Nach Durchführung der multiplen subpialen Transsektionen lies sich mittels PET eine Rekrutierung von Hirnarealen aus den Grenzzonen der Operation erkennen

Nach Durchführung der multiplen subpialen Transsektionen lies sich mittels PET eine Rekrutierung von Hirnarealen aus den Grenzzonen der Operation erkennen

Verlauf

Ca. 4 Wochen nach der Operation hatte sich die Patientin von einer vorübergehenden Parese der linken Seite vollständig erholt. Postoperativ war unter einer Carbamazepin Monotherapie nur noch ca. ein Anfall pro Monat zu beobachten.

Die PET- Untersuchung erfolgte etwa 2 Jahre nach der Operation. Die Abbildung zeigt in den oberen zwei Reihen die Ergebnisse der Daumen-Finger-Beugebewegung bei einer Gruppe von Gesunden, die unteren 2 Reihen zeigen die Patientin nach der Operation bei Bewältigung der gleichen Aufgabe. Die hellen Areale entsprechen der Hirnaktivierung während der Finger-Beugebewegung, die grau schraffierten Areale zeigen das Ausmaß der MST.

 Bei den gesunden Kontrollen findet sich die typische Aktivierung im kontralateralen Motorkortex und im supplementär motorischen Gebiet. Bei der Patientin zeigt sich, dass im Bereich der MST die Hirnaktivierung nicht vollständig gestört, im Vergleich zu Gesunden jedoch reduziert ist. Darüber hinaus werden zusätzliche Areale im Frontalllappen beiderseits, die beim Gesunden nicht zur Steuerung einfacher motorischer Aufgaben benötigt werden, aktiviert.

Kommentar

Auch wenn dies nur eine Pilotstudie ist, kann aus ihr einige Schlüsse gezogen werden.

Die MST ist eine schonende aber im Hinblick auf die Behandlung epileptischer Anfälle hochwirksame Therapieform. Die Verminderung der Hirnrindenaktivierung in den operierten Gebieten und die Aktivierung zusätzlicher Areale zeigt an, dass die Zerstörung der horizontalen Fasern ein Defizit hinterlässt, das durch die Aktivierung zusätzlicher Hirnrinden Areale ausgeglichen werden muss.

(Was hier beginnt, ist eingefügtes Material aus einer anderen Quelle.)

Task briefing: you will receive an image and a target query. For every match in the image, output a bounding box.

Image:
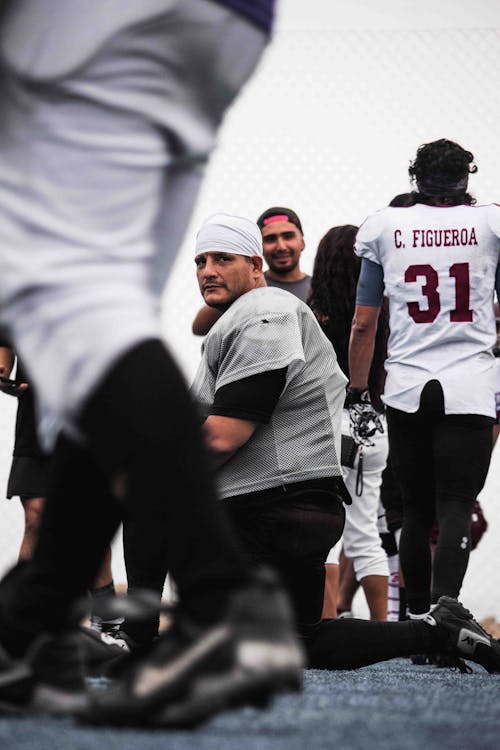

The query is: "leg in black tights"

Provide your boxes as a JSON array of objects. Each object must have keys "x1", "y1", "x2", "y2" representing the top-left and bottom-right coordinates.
[
  {"x1": 0, "y1": 437, "x2": 121, "y2": 655},
  {"x1": 388, "y1": 381, "x2": 492, "y2": 614},
  {"x1": 306, "y1": 619, "x2": 443, "y2": 669},
  {"x1": 431, "y1": 414, "x2": 492, "y2": 603},
  {"x1": 0, "y1": 341, "x2": 249, "y2": 652}
]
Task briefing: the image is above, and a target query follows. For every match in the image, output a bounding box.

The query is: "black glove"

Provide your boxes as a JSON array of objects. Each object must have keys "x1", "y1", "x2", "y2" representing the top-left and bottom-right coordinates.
[{"x1": 347, "y1": 386, "x2": 384, "y2": 446}]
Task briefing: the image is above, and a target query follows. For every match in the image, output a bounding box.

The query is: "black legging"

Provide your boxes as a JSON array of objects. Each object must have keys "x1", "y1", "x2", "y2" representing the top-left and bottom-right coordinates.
[
  {"x1": 225, "y1": 489, "x2": 442, "y2": 670},
  {"x1": 387, "y1": 380, "x2": 493, "y2": 614},
  {"x1": 0, "y1": 340, "x2": 250, "y2": 653}
]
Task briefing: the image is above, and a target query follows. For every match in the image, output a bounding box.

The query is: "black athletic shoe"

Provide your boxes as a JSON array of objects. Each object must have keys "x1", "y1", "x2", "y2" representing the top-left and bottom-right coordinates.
[
  {"x1": 425, "y1": 596, "x2": 500, "y2": 672},
  {"x1": 78, "y1": 625, "x2": 132, "y2": 677},
  {"x1": 82, "y1": 572, "x2": 303, "y2": 727},
  {"x1": 0, "y1": 632, "x2": 87, "y2": 715}
]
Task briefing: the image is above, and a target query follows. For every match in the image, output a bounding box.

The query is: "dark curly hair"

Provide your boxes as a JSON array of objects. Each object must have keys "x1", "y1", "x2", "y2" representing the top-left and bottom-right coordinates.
[
  {"x1": 308, "y1": 224, "x2": 389, "y2": 411},
  {"x1": 408, "y1": 138, "x2": 477, "y2": 206}
]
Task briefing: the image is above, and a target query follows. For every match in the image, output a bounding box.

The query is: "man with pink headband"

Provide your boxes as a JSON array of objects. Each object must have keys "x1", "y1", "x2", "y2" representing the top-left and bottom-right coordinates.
[
  {"x1": 192, "y1": 206, "x2": 311, "y2": 336},
  {"x1": 188, "y1": 214, "x2": 500, "y2": 671}
]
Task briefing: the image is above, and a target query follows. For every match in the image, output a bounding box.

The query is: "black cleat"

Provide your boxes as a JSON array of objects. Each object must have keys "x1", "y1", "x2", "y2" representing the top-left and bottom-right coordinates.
[
  {"x1": 425, "y1": 596, "x2": 500, "y2": 672},
  {"x1": 0, "y1": 632, "x2": 87, "y2": 716},
  {"x1": 82, "y1": 572, "x2": 303, "y2": 727}
]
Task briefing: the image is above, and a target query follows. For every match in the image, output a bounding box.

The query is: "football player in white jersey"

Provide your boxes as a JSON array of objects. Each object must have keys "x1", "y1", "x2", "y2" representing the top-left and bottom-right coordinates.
[
  {"x1": 348, "y1": 139, "x2": 500, "y2": 617},
  {"x1": 0, "y1": 0, "x2": 302, "y2": 725}
]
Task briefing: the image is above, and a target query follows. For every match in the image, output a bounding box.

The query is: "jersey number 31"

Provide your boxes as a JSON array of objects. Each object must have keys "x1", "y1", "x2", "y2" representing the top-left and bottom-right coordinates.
[{"x1": 405, "y1": 263, "x2": 472, "y2": 323}]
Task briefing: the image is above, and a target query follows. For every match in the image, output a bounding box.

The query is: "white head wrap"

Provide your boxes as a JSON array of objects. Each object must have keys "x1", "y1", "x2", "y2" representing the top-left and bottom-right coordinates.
[{"x1": 194, "y1": 214, "x2": 263, "y2": 258}]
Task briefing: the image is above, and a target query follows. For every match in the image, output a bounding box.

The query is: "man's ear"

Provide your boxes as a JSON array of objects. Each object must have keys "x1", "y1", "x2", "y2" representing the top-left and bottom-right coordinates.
[{"x1": 249, "y1": 255, "x2": 264, "y2": 274}]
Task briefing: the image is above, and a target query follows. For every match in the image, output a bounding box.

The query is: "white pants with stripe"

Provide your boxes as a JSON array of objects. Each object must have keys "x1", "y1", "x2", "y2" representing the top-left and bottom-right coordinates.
[{"x1": 0, "y1": 0, "x2": 267, "y2": 448}]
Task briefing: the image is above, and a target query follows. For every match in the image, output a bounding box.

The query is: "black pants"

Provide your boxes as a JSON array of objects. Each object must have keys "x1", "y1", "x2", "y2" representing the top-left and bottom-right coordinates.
[
  {"x1": 224, "y1": 488, "x2": 345, "y2": 634},
  {"x1": 0, "y1": 341, "x2": 250, "y2": 654},
  {"x1": 225, "y1": 489, "x2": 441, "y2": 670},
  {"x1": 387, "y1": 380, "x2": 493, "y2": 614}
]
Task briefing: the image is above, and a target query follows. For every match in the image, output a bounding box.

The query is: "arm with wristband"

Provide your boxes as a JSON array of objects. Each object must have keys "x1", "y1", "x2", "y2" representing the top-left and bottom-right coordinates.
[{"x1": 347, "y1": 258, "x2": 384, "y2": 446}]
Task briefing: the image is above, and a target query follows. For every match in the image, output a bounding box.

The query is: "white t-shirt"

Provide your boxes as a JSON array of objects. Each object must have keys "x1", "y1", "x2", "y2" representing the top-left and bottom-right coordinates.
[
  {"x1": 356, "y1": 204, "x2": 500, "y2": 416},
  {"x1": 192, "y1": 287, "x2": 347, "y2": 498}
]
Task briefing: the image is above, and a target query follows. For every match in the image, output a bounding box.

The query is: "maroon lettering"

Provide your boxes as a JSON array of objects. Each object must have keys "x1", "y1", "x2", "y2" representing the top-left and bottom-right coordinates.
[
  {"x1": 405, "y1": 263, "x2": 441, "y2": 323},
  {"x1": 450, "y1": 262, "x2": 472, "y2": 323}
]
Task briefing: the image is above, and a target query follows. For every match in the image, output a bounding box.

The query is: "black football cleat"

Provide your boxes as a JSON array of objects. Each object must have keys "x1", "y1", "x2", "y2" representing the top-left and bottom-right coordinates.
[
  {"x1": 425, "y1": 596, "x2": 500, "y2": 672},
  {"x1": 0, "y1": 632, "x2": 87, "y2": 716},
  {"x1": 81, "y1": 571, "x2": 304, "y2": 727}
]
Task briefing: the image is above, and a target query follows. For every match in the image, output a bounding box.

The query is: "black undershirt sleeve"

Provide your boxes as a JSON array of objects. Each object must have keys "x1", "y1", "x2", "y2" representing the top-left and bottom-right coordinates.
[{"x1": 209, "y1": 367, "x2": 287, "y2": 424}]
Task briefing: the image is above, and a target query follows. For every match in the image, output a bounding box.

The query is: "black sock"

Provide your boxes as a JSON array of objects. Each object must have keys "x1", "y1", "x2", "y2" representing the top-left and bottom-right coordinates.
[
  {"x1": 398, "y1": 586, "x2": 408, "y2": 622},
  {"x1": 0, "y1": 437, "x2": 121, "y2": 655}
]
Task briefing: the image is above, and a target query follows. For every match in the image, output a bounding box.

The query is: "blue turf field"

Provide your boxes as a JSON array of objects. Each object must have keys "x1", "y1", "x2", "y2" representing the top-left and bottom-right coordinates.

Diese Umorganisation der Hirnfunktion wird auch als Reorganisation bezeichnet und ist in den Neurowissenschaften eines der interessantesten Fragestellungen. Mittels PET und mit Hilfe der funktionellen Kernspintomographie können diese Veränderungen beim Menschen gefahrlos und schmerzlos untersucht werden. Vor allem beim Schlaganfall konnte gezeigt werden, dass sowohl auf der gleichen wie auf der Gegenseite Hirngebiete die Funktion des von der Durchblutungsstörung betroffenen Gebietes übernehmen können. Wir wissen daher, dass auch das Gehirn des erwachsenen in der Lage ist, durch Umstrukturierung seiner Funktionsweise lokale Ausfälle zu kompensieren. Derartige Untersuchungen dienten bisher vor allem der Grundlagenforschung. In Zukunft werden sie helfen, rehabilitative Therapien zu kontrollieren und zu optimieren.

Literatur

  1. Morrell, F., Whisler, W.W. and Bleck, T.P., Multiple subpial transection: a new approach to the surgical treatment of focal epilepsy [see comments], J Neurosurg, 70 (1989) 231-9.
  2. Hufnagel, A., Zentner, J., Fernandez, G., Wolf, H.K., Schramm, J. and Elger, C.E., Multiple subpial transection for control of epileptic seizures: effectiveness and safety, Epilepsia, 38 (1997) 678-88.
  3. Leonhardt, G, Spiekermann, G, Müller, S, Zentner, J, Hufnagel, A, Cortical reorganization following multiple subpial transection in human brain - a study with positron emission tomography, Neuroscience Letters, 292 (2000) 63-65.